Associate Professor from the university’s Faculty of Māori and Indigenous Studies, Maui Hudson, said it’s the first time a conference has focussed specifically on the field of Indigenous genomics and with papers presented entirely by Indigenous speakers.
“While there is a growing interest in working with Indigenous genomes, from both people and the environment in research worldwide, there are only a small number of Indigenous people internationally working in this field.”
He said genomics research as a field was shifting from just being available for people with rare diseases and cancers, to a place where, over time, genome sequences would become a normal part of peoples’ medical records and would be used to target medicines specific for a patients’ genetic makeup.
The problem for Indigenous populations, however, was the reference genomes used to inform precision medicine have been produced for European populations.
Dr Phil Wilcox from the University of Otago is currently leading work in New Zealand to create a reference genome for the Māori population, which could be used as a basis for clinical diagnoses around genetic conditions specific to Māori. There was similar work happening with some First Nations communities in Canada too.

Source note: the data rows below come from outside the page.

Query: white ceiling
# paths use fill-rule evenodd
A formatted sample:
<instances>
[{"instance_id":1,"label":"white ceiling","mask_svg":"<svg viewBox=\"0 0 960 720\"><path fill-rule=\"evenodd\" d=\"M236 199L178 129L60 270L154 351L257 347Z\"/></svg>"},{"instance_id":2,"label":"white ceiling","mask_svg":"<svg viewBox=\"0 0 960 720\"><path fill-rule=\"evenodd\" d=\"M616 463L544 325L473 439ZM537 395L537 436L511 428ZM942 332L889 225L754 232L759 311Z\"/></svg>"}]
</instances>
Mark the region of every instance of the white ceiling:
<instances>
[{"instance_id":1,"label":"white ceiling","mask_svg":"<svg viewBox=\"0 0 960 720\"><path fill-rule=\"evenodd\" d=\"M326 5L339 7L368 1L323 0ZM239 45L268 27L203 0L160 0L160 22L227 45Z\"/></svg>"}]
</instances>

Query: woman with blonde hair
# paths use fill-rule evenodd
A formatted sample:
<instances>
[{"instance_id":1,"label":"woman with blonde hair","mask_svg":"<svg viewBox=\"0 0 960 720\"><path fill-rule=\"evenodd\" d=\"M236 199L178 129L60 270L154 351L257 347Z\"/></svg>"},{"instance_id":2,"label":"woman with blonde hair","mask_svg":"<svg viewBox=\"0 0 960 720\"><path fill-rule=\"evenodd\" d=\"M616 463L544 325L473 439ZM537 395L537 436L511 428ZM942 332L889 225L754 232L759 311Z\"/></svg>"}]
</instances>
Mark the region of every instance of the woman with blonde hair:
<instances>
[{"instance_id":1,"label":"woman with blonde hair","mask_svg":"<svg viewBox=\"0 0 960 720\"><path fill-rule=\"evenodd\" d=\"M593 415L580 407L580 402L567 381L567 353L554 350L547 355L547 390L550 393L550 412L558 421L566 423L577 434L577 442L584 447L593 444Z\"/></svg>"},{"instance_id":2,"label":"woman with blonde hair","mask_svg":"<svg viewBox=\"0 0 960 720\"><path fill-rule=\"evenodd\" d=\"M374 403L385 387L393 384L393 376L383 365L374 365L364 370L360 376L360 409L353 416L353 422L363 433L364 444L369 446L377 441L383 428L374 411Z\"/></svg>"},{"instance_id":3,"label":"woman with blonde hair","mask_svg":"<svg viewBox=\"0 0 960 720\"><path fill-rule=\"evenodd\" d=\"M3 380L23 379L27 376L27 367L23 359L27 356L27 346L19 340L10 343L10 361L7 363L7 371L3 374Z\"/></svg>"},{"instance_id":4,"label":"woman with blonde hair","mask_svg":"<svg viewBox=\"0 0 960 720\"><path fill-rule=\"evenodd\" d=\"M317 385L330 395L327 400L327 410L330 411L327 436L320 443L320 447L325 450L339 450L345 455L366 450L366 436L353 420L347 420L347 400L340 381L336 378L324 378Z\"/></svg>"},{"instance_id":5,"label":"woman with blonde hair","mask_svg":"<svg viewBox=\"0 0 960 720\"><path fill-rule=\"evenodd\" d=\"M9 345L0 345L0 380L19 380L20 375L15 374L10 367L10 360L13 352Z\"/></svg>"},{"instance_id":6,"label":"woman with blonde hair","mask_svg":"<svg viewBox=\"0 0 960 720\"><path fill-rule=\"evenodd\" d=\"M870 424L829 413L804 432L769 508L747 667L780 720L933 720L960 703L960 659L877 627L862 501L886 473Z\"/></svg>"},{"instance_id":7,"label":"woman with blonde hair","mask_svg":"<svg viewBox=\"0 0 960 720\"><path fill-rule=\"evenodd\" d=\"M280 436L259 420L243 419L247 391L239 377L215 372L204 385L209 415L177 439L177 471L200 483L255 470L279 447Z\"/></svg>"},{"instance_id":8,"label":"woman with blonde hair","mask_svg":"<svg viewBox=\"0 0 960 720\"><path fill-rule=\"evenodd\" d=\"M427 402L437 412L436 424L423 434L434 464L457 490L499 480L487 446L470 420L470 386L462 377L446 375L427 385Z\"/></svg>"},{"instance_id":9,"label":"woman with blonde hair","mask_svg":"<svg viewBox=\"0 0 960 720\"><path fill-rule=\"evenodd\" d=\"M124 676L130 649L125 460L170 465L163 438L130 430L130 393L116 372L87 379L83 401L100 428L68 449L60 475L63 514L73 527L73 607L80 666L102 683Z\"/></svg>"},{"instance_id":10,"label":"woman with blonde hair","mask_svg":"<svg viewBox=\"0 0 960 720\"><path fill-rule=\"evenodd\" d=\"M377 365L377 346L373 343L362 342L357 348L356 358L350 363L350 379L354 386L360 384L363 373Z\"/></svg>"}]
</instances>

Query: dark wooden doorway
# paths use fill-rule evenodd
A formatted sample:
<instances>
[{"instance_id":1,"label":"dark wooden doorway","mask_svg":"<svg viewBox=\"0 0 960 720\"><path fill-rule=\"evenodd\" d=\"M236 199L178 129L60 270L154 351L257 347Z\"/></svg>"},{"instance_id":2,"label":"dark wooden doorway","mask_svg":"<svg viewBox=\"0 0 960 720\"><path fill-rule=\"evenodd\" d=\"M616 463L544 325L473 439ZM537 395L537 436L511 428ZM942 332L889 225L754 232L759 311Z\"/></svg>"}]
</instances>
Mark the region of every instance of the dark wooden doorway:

“We know if we want to create precision medicines for Indigenous communities, we need population specific reference genomes for Indigenous communities, and that’s what this work is about.”
However, he said there were often challenges around that work happening.
“A history of marginalisation and mistrust of genetic research and, in particular, the treatment and storage of tissue used in genome research has been a large barrier for Indigenous peoples,” he said.
As a result, Professor Hudson, Dr Wilcox and their colleagues created the world’s first Indigenous led guidelines for research with Māori.
“What we found was while there had been a general aversion of getting involved in genetic research, a number of Māori have conditions that require this kind of intervention and they don’t really have a choice.”
He said for Māori, concerns centred on the protection of whakapapa and through their work they had adopted the concept of Tākoha.
He said koha is often conceptualised as a gift. Tākoha is a form of gifting that recognises the tapu associated with a gift and indicates that conditions are to be applied to the taonga being gifted.
“It is centred on the idea that the gift being given when people participate in genome research is the gift of responsibility, rather than physical tissue samples themselves. The Te Mata Ira guidelines outline what those responsibilities look like.”
Professor Hudson shared information about his latest project to develop biocultural labels at the conference. The labels are designed to create transparency around research with Indigenous genomes, integrity in how the information is being used, and maintain the provenance of the information over time to ensure participants continued to benefit from any future developments.
Dr Katharina Ruckstuhl, another of the co-conveners of SING Aotearoa, felt the presentations at the SING Indigenous Genomics Conference shared ideas from other Indigenous communities about the nature of responsible genomic research.
“The conference gives us a chance to explore how the SING consortia can expand training to other communities around the globe including non-Indigenous science communities,” she said.